The federal government could shut down on October 1 if Congress is unable to pass a federal spending bill.
Moody’s is the only one of the three major credit rating agencies to assign the United States an outstanding rating of AAA. Standard and Poor’s downgraded the United States in 2011, following the debt ceiling standoff then. In August, Fitch Ratings knocked America’s credit rating down to AA+ after the most recent debt ceiling debate.
“Looking ahead, weaker fiscal policymaking that leads to persistently high fiscal deficits and higher than expected interest costs would put pressure on the US rating or outlook,” Moody’s wrote.
The economic impacts of a shutdown would be largely concentrated in areas that have a significant government presence, and the full effects would be wholly dependent upon how long it were to last, according to the note. Most of the economic impacts, especially on spending, would be temporary and reversed once the government reopens, Moody’s added.
“If it is short-lived, it would have minimal effect on the broader economy and our GDP growth forecasts,” Moody’s wrote. “The effect would be more pronounced if the shutdown was protracted and it impaired national business and consumer confidence or triggered an adverse reaction in financial markets.”
The most direct effect of a shutdown would be through lower government spending as well as reduced consumption from affected federal workers and government contractors, Moody’s noted.
It’s not the first time the government has been on the brink of a shutdown.
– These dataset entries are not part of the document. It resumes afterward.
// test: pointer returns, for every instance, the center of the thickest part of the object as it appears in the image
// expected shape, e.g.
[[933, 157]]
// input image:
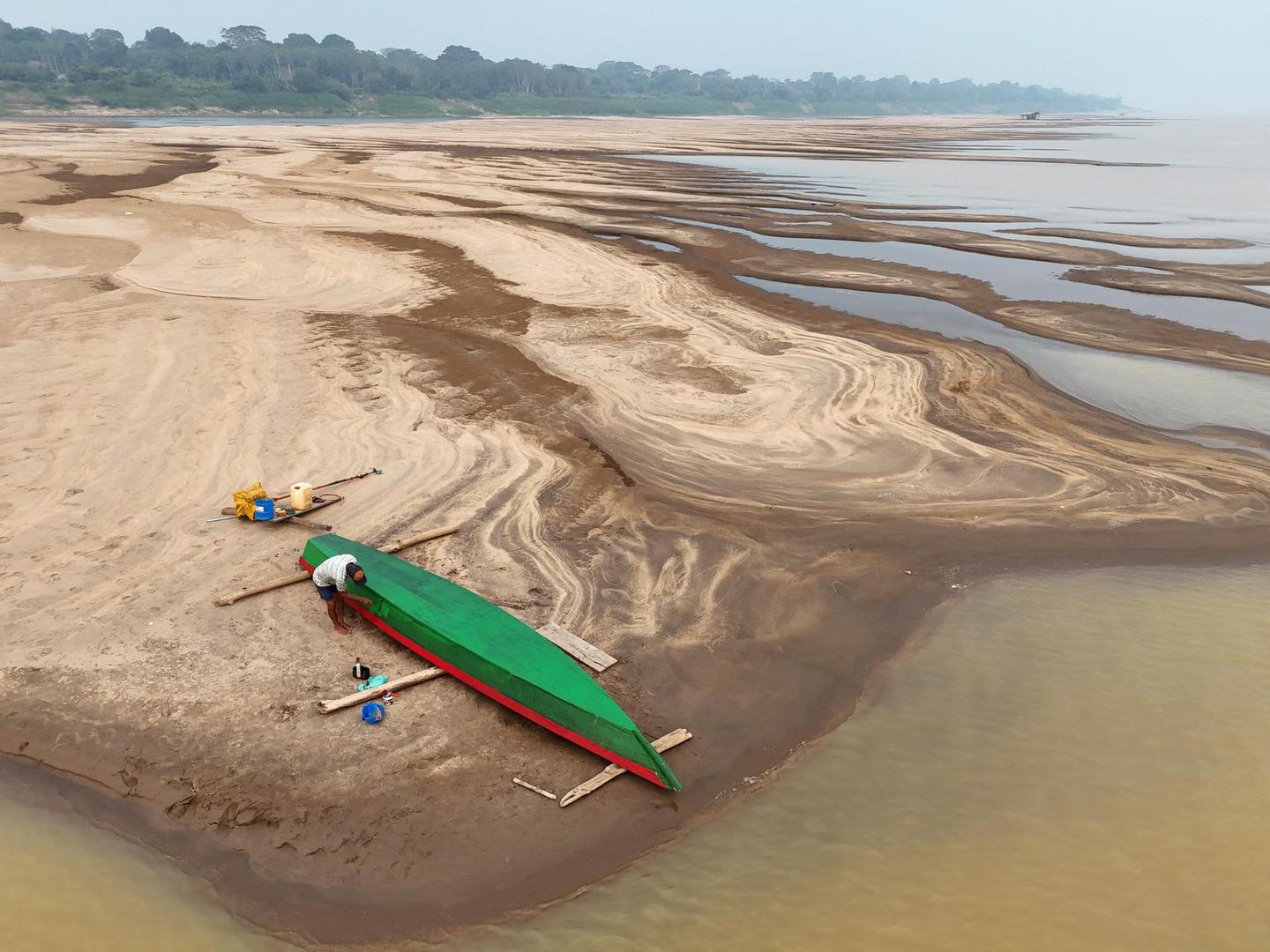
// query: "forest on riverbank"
[[244, 71]]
The government shut down for 35 days, a record length, from December 2018 to January 2019 amid a congressional stalemate over funding for then-President Donald Trump’s border wall.
The effects of delayed paychecks and cut hours on federal workers as well as stalled contracts cost the economy an estimated $11 billion, the Congressional Budget Office reported.
A shutdown this time around could mean a $140 million-a-day hit to the US travel industry, according to the US Travel Association.
Additionally, a government shutdown could leave investors, economists and, most importantly, policymakers at the Federal Reserve, flying blind. The Bureau of Labor Statistics has said a shutdown would delay the release of crucial data on inflation and employment. That would force Fed officials to make major decisions on interest rates by relying on data produced in the private sector.